Too few police and inexperienced prosecutors have led to New Orleans citizens’ disinclination to get involved — a fact demonstrated in 2004 when researchers fired off 700 blank rounds in one New Orleans neighborhood in one afternoon and no one called 9-1-1 to report the incident.
Nearly 50 percent of New Orleans public schools have been graded as “academically unacceptable” by the state of Louisiana and another 26 percent are under “academic warning.”
A lot of good people in New Orleans and Louisiana have been badly served by their government, having been victimized by a lack of preparedness and a lack of leadership. A Sept. 17 Los Angeles Times report revealed that even before the hurricane struck the Gulf Coast, officials in Louisiana’s emergency planning agency had been convicted and others were awaiting trial in cases involving the misappropriation of millions of dollars in federal funds intended to prepare the state for storms such as Katrina, including money earmarked for the improvement of the state’s flood control facilities.

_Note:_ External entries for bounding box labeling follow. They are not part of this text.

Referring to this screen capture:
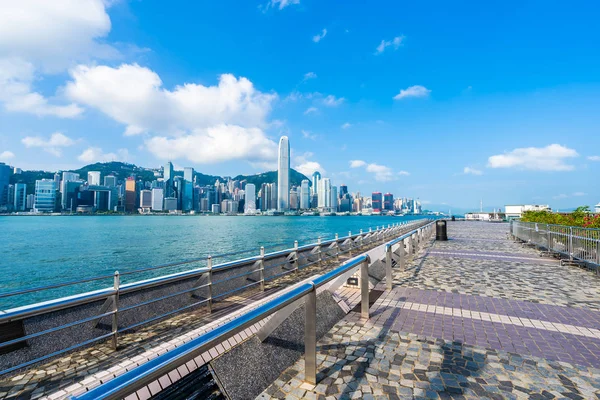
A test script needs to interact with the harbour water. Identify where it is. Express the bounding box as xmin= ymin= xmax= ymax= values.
xmin=0 ymin=215 xmax=423 ymax=310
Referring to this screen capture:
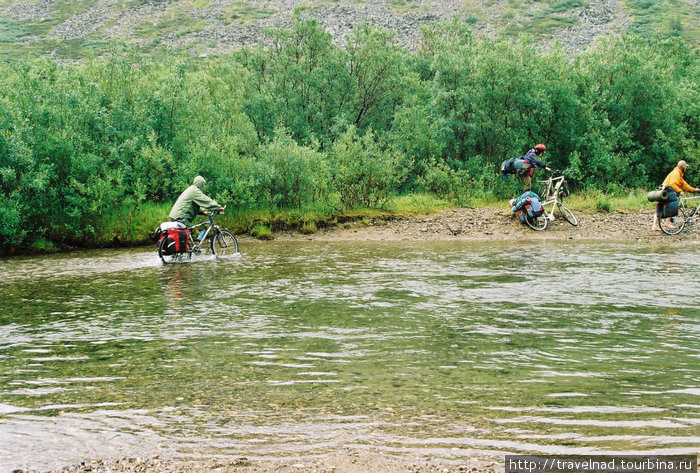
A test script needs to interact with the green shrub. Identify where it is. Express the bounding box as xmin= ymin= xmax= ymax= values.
xmin=329 ymin=126 xmax=407 ymax=208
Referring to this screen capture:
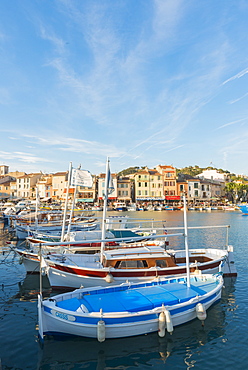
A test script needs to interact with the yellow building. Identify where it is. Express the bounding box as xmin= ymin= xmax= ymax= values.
xmin=134 ymin=167 xmax=164 ymax=202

Although Howard Dean meant it for ill, he is correct that skin color and economics had much to do with those who have been displaced and who are suffering the most. Poor people (overwhelmingly black in New Orleans) live disproportionately in the lowest part of the city. And this is a city that sits an average six feet below sea level. In its programs, government at all levels has fostered and perpetuated an underclass that was geographically vulnerable at New Orleans’ ground zero.
Nearly one in three residents of New Orleans lives below the national poverty level, and the area has some of the highest homicide and infant-mortality rates in the nation. Many in the city, trapped in poverty and without transportation to higher ground, were victimized yet one more time by a local government that appears to care more for itself than its citizens — a government that promised to take care of their needs and once again broke its promises.
While there has never been a storm like this in New Orleans’ 300-year history, citizens knew that someday the Big One would hit. It has revealed more to the world than we might have wanted shown about urban America. The reconstruction of buildings and infrastructure that will naturally come is not nearly as critical as the reconstruction of personal lives and families that years of poverty and failed government social programs have damaged or destroyed. Those most victimized by the “New Orleans’ way” were the poor and most defenseless.
The answer to disaster — both natural and personal — lies with the body of Christ. The distinctive yellow hats and T-shirts worn by Southern Baptist Disaster Relief volunteers throughout Louisiana and the Gulf Coast and seen often on news reports are witness to the fact that tens of thousands of believers recognize the truth that God has called us to serve our neighbor and honor our Lord in word and deed.
Everybody talks about the weather, but it’s time for the talk to turn to rescuing those locked in the shameful legacy of poverty and government corruption and incompetence. More than the levees failed them in New Orleans.
–30–
Richard Land is president of the Southern Baptist Ethics & Religious Liberty Commission.